Le rôle des parents passe justement par cette grande découverte du petit humain.  L’enfant comprend très vite ses possibilités à faire flancher l’un des parents. Il est capital de s’ancrer dans notre tête le rôle de protection que nous avons sur lui. Grâce aux limites solides, il construit sa future vie en société.

L’enfant est un fin stratagème ; il charme, crie, pleure, bloque son souffle, tape ou fait des sourires ravageurs pour tenter de faire tomber l’autorité pour recevoir l’objet de sa demande. Savoir dire non devient le fondement de son éducation. Il est aussi important de lui expliquer le pourquoi du refus. Il  comprend alors que ce n’est pas simplement pour refouler ses désirs et il ressent la solidité, et donc la sécurité, de ses parent à travers ces interdits.

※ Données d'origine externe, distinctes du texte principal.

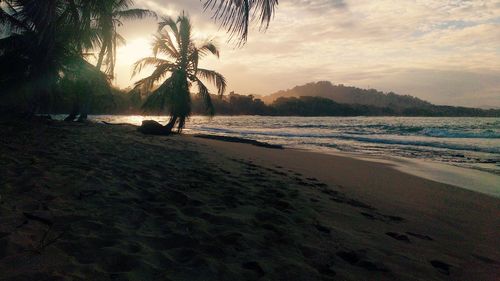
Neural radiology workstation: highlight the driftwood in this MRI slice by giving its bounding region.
[137,120,171,136]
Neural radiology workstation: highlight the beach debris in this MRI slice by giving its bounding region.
[137,120,171,136]
[194,134,283,149]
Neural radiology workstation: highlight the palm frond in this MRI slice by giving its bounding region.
[203,0,278,43]
[197,68,227,96]
[115,9,158,20]
[132,57,175,76]
[152,32,179,59]
[198,42,219,57]
[177,12,192,55]
[158,17,180,42]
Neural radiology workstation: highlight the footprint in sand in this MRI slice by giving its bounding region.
[241,261,266,277]
[430,260,451,275]
[337,250,390,272]
[385,232,411,243]
[406,231,434,241]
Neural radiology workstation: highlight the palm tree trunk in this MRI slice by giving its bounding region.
[96,44,107,70]
[165,115,179,133]
[64,100,80,122]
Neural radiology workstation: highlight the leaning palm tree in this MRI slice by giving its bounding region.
[65,0,156,121]
[0,0,106,115]
[133,13,226,134]
[93,0,156,77]
[203,0,278,43]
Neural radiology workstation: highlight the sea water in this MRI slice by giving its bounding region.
[52,115,500,193]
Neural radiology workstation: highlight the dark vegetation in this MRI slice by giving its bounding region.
[0,0,278,131]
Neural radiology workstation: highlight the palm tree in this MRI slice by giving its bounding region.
[65,0,156,121]
[133,13,226,134]
[0,0,105,114]
[94,0,156,77]
[203,0,278,43]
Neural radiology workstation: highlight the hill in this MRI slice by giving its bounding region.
[262,81,432,109]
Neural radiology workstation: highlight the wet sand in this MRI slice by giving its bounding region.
[0,119,500,280]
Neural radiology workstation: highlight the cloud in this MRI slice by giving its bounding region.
[115,0,500,106]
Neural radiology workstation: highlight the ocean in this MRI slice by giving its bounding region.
[75,115,500,175]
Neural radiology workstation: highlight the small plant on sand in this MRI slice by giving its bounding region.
[134,13,226,134]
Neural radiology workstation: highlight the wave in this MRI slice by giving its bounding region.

Très tôt, l’enfant accepte même s’il n’est pas d’accord et toutes ces limites expliquées construisent son raisonnement, son apprentissage et les découvertes de la vie. Il va nous faire la tête car il a besoin d’exprimer son avis, mais tant mieux! Il construit ainsi sa personnalité! Ce petit être comprend aussi nos hésitations et si un jour il gagne « pour avoir la paix » il tentera sa chance, jusqu’à l’épuisement. Il sait aussi profiter du désaccord entre les parents, il est alors préférable pour toute la famille de ne pas se contredire devant lui car il usera de son pouvoir pour jouer sur tous les tableaux.

Si, plus grand, il s’enferme dans sa chambre, ne l’y laissons pas sans lui offrir une sortie de conflit. Lui affirmer notre attention dès son retour, sans le nier, proposer une discussion par rapport à la position de chacun, l’aidera à grandir. Savoir que la discussion tendue, même à l’adolescence, n’est pas bloquée définitivement, encouragera les responsables à la fermeté, la clarté et le respect de chacun.

Les circonstances de la vie apportent aussi de la souplesse. Le temps des vacances autorise les écarts pour l’heure du coucher du soir, les petites friandises, les sorties entre copains, les visites chez l’un ou l’autre ; rencontrer les jeunes et accepter un peu de dérangement momentané permet de mieux voir et comprendre les attitudes de nos enfants. Nous ne pouvons pas oublier notre temps d’adolescence et les réparties envoyées à nos parents lors de nos insuccès !

Evitons de céder pour être au calme rapidement, profitons des discussions acérées pour discuter le calme revenu, ne doutons pas de notre rôle de parents, respectons les différences de caractères et de comportements de chaque enfant, acceptons également de nous tromper, tant que nous restons cohérent l’enfant en tirera un bénéfice!